Wednesday, September 8, 2010

Total Man-scaping: Successfully Changing Your Man

January 5, 2010 by yellowvenus  
Filed under Dating

Once upon a gloriously idealistic time, the widely agreed-upon school of thought was that, in relationships, it’s always wiser to be accepting and loving of someone, flaws and all. This mindset has led all of us down the uneasy path of perpetual dissatisfaction and am-I-a-bitch-? self-doubt whenever we did try to inflict a little positive change in our significant others. Times were tough, my lady pals, they certainly were. Well, today we raise our glasses and kiss our sweeties to science because in December’s Current Directions in Psychological Science, an assembly of top international psychologists brings us good news.

As luck would have it, the new love assertion is that going on all sculptor on our boyfriends and husbands can actually be good for them, for us and for our relationship. Shrug. Who knew?

The key is to make sure that your ideal version of him matches up with his ideal version of himself; if the two thoughts are in sync, then you’re the positive force in his life that makes you a serious keeper and he’s more likely to actually adhere to the changes you’ve been subtly engineering. But if the alterations you want to make deviate from what he envisions of his perfect self, you’ll be seen as a nag. Seriously. That’s all. And your relationship will undoubtedly end up worse than it started.

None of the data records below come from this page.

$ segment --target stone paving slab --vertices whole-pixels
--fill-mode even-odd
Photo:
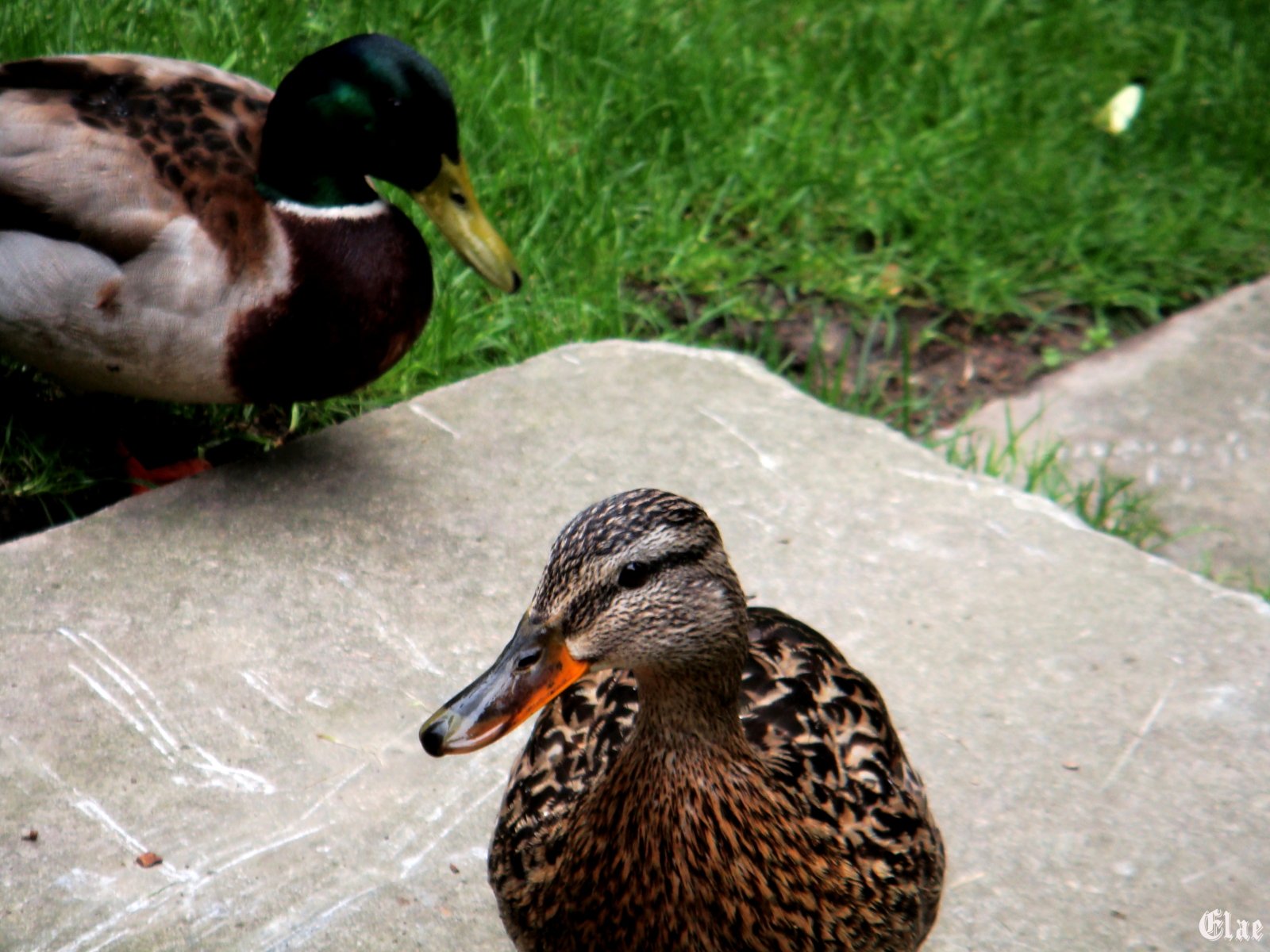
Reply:
[[[1270,585],[1270,278],[1049,374],[965,426],[999,442],[1029,423],[1022,446],[1066,442],[1080,479],[1105,465],[1152,490],[1176,534],[1163,555]]]
[[[438,762],[418,726],[639,485],[883,689],[950,854],[927,948],[1270,923],[1264,602],[748,359],[606,343],[0,546],[0,948],[507,949],[484,859],[526,729]]]

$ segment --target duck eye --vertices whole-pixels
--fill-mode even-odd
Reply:
[[[653,569],[648,562],[627,562],[617,574],[617,584],[624,589],[638,589],[652,574]]]
[[[530,651],[527,655],[521,655],[519,658],[516,659],[516,670],[518,671],[530,670],[530,668],[532,668],[538,663],[540,658],[542,658],[542,651]]]

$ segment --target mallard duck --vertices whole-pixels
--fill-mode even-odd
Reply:
[[[517,948],[913,949],[944,848],[878,689],[745,607],[697,504],[577,515],[494,665],[420,729],[441,757],[538,708],[489,877]]]
[[[197,402],[347,392],[432,308],[405,189],[491,284],[516,260],[480,211],[450,88],[358,36],[277,94],[151,56],[0,65],[0,350],[81,390]]]

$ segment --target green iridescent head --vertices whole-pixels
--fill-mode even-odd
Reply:
[[[409,192],[490,283],[519,287],[516,261],[472,192],[444,76],[375,33],[319,50],[283,77],[257,171],[267,197],[318,207],[375,201],[367,176]]]

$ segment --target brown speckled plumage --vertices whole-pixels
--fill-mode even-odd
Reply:
[[[921,944],[942,843],[881,696],[808,626],[745,608],[698,506],[635,490],[578,515],[538,617],[592,670],[544,708],[494,833],[519,949]]]
[[[420,203],[461,193],[429,215],[489,281],[519,286],[470,194],[444,80],[395,39],[318,51],[277,95],[152,56],[0,63],[0,350],[166,400],[367,383],[432,306],[423,237],[368,175]]]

So what’s the secret to success when it comes to total man-scaping? Patience. You have to wait until you know each other well enough to have a completely clear picture of your man; his hopes, aspirations, fears, and disappointments with himself and his life.  Big and small, you need to know it all. If after this, you love the version of him that he loves, then let the DIY man-makeover begin. Small changes, always suggestions, never command, and never make him feel berated. Being supportive, not deprecating, is the only way to go. But if you are aware and tactful enough to not try to change him into something he doesn’t want to be and manage to not come off as a nagging bitch, you might just come out of the process with a manfriend you’re much happier with…and one who’s much happier with himself.